In the present study, the frequency of E. coli O157 serotypes varied according to the sample source. The incidence of E. coli O157 was highest in sheep samples (30.7%) and lowest in human samples (2.3%). Similarly, the incidence of O157 in Germany, Ghana, Iran, and Iraq among sheep, cattle, ground beef meat, and goats was 21%, 12.7%, 8.2%, and 25%, respectively [21-26].

The occurrence of stx1 in the current study was different from the Norwegian study which showed that sxt1 of EHEC non-O157 strain (O26) was detected in sheep fecal samples at a rate of 17.9% [27]. In this study, all isolates that carried the stx1 gene were O26, and this finding is similar to that found in Australia [28]. On the other hand, the stx2 gene was detected in only one EHEC isolate (5%) from beef ground meat. These results are different from previously reported data that showed 28% of 14 EHEC isolates carried stx2 [24]. In another study, 61% of non-O157 EHEC isolated from sheep and goats carried the stx1 gene, 21% carried the stx2 gene, and 18% carried both genes [29].
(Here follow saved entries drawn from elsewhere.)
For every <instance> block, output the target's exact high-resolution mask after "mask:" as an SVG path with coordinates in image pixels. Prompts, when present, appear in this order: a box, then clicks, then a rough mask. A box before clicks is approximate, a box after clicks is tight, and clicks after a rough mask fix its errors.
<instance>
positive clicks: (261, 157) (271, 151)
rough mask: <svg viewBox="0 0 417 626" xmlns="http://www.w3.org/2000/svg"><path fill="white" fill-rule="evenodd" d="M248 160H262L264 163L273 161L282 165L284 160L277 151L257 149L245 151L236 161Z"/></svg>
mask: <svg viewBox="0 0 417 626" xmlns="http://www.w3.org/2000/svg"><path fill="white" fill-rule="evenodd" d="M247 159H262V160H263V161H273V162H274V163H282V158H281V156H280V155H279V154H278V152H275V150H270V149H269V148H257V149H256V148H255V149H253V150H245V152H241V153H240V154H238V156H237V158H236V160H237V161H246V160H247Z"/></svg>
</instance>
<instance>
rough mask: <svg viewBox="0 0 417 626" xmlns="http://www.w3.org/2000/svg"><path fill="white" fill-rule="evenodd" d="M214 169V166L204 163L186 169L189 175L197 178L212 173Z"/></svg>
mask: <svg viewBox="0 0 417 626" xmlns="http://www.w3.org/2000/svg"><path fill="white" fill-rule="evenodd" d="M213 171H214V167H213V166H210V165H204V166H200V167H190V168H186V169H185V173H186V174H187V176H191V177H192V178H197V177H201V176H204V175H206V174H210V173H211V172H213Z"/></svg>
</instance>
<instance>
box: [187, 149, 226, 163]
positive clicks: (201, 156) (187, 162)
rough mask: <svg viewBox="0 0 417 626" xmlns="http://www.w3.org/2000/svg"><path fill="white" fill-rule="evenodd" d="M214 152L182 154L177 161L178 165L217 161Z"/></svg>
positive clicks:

PFGE analysis of E. coli isolates from human, animal, and ground beef meat samples in this study revealed different clusters. These results showed high similarity (92%) among isolates from ground beef meat and those from cattle fecal samples, which suggest a cross-contamination during processing. In addition, the isolates from beef meat were classified as O157:H7 serotype and those of cattle fecal samples were O157:NM. These results suggest a close genetic relationship between the isolates of EHEC O157 from ground beef meat and cattle origin. However, the results showed no relatedness between isolates from animal origin and human origin. These results are in agreement with the previously reported findings, which suggest no transmission of E. coli between animals and humans [30].

Conclusion

The results of this study indicate widespread ESBL EHEC among humans, animals, and ground beef meat samples. These results represent an important alarm that requires the implementation of appropriate preventative measures by both human and animal health sectors to prevent cross-transmission of this important foodborne pathogen.

Authors’ Contributions

YHT and SNE: Conceived, designed, and supervised the study. ZBI: Analyzed the data and edited the final manuscript. AAA: Collected the samples, performed laboratory analysis, and wrote the manuscript. All authors read and approved the final manuscript.